There was a sense of déjà vu about Arsenal’s defeat by Tottenham at the weekend.
Not in the sense of losing to Spurs as that hasn’t happened too often under Arsene Wenger. But in the sense that it is reminiscent of the situation 12 months ago.
It wasn’t the way Wenger would have wanted to mark his 700th Premier League game as Arsenal manager.
Losing 2-1 at White Hart Lane, especially after being in front at half-time, has again led to fears that Arsenal are in danger of missing out on qualification for next season’s Champions League.
That finishing in the top four is the target when we’re only just into February is clearly a disappointment after at least being involved in the title race for the opening months of last season. A 14-point gap to Chelsea isn’t going to be bridged in the next three months is it?
And it is understandable why there is annoyance, even anger, when making the Champions League again is what will be classed as a successful season.
The parallels with this time of year last season are drawn with Arsenal losing 5-1 at Liverpool the week before the FA Cup fifth round, which was a similarly demoralising and depressing defeat as Saturday’s was at Spurs.

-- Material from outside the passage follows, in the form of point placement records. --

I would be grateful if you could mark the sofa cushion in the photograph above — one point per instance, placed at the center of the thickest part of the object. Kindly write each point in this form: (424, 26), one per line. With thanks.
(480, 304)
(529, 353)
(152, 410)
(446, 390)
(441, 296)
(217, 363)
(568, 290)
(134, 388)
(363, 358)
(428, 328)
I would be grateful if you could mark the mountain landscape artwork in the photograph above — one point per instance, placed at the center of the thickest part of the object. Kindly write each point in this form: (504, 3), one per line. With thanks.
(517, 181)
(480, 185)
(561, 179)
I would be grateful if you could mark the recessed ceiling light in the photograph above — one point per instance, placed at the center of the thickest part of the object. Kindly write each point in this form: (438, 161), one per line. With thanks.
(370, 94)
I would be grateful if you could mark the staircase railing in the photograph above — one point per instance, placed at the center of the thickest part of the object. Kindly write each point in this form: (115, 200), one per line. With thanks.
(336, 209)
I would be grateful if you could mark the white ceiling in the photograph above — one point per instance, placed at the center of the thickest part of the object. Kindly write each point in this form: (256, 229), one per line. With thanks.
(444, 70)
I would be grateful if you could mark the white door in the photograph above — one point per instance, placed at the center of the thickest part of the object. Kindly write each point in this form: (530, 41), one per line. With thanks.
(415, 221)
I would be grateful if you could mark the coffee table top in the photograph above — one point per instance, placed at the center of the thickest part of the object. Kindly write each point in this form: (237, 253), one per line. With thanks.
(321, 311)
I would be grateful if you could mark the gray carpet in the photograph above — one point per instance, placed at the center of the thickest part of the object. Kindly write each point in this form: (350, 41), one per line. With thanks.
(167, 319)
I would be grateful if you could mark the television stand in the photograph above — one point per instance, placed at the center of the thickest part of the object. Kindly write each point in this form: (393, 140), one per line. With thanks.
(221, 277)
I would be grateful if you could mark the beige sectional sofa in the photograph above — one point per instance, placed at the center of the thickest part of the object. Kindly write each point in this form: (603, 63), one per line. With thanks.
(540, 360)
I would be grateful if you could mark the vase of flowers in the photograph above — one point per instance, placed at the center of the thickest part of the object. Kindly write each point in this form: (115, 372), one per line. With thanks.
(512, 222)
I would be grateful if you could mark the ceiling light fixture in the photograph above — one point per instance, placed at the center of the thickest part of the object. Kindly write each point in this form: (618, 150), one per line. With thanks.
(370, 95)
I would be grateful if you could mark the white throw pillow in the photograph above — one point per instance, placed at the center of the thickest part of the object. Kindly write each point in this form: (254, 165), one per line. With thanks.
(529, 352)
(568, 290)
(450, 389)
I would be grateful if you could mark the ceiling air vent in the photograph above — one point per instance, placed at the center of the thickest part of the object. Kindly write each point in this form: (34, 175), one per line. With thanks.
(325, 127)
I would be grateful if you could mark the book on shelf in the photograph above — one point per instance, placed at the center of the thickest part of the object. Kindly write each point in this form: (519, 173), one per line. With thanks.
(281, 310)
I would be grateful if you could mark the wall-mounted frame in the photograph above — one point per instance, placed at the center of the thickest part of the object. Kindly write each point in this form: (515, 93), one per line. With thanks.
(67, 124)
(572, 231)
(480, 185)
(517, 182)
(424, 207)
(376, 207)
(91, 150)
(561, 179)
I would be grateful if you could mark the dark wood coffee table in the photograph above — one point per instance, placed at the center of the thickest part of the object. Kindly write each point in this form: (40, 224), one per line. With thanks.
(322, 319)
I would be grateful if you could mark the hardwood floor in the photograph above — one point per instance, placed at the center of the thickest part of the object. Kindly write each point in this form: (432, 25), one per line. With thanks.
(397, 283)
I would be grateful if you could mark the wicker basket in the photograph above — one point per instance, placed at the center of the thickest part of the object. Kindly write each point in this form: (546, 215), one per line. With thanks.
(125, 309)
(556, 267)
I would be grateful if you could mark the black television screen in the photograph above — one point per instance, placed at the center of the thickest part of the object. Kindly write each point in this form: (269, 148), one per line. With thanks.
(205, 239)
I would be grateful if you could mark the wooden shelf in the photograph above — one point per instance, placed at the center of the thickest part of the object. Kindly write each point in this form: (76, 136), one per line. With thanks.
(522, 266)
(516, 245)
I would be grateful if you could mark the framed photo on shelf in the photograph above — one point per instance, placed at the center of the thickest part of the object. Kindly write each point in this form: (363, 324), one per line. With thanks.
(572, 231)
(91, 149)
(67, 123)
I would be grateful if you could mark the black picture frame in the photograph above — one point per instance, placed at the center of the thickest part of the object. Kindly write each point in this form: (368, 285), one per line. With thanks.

But Arsenal recovered from that setback to subsequently knock Liverpool out of the FA Cup before going on to beat Hull City in the final.
Wenger also ensured Arsenal qualified for the Champions League for the 17th consecutive year.
An FA Cup fifth round tie at home to Middlesbrough offers a great opportunity to reach the quarter-finals and Arsenal could easily end the week back inside the top four.
So, come the end of May, there could be a repeat of the 2013/14 season, with Arsenal finishing in fourth place and winners of the FA Cup.
But, it is this perpetual feeling of Groundhog Day which is the source of such discontent when it comes to talk about Wenger and Arsenal’s future, and what is the ultimate ambition.
Wenger never wavers in his belief that Arsenal will finish in the top four. Meanwhile, the odds have Arsenal as 4/9 to finish in the Premier League’s top four.
Yet the fans demand more than that. There is a desire, a desperation even, to see a sustained assault on the title, which hasn’t been won since 2004. That only three clubs have won the league since then, and those are the three with the biggest resources, is of little consequence.
It always seems a case of one step forward, and then one step back, over and over again. The promise and potential is there, the footballing talent is unquestionable, but the character and bull-by-the-horns leadership of past greats like Adams and Vieira always seems to be out of reach.
Sure, the game has moved on since Adams and Vieira were leading Arsenal’s charge for honours. But there is always the need for players of that ilk.
It is hard to see Arsenal’s seemingly pre-determined seasonal destiny changing until that issue is addressed.
Still, would finishing fourth at the expense of Spurs make up for failing to challenge for the title?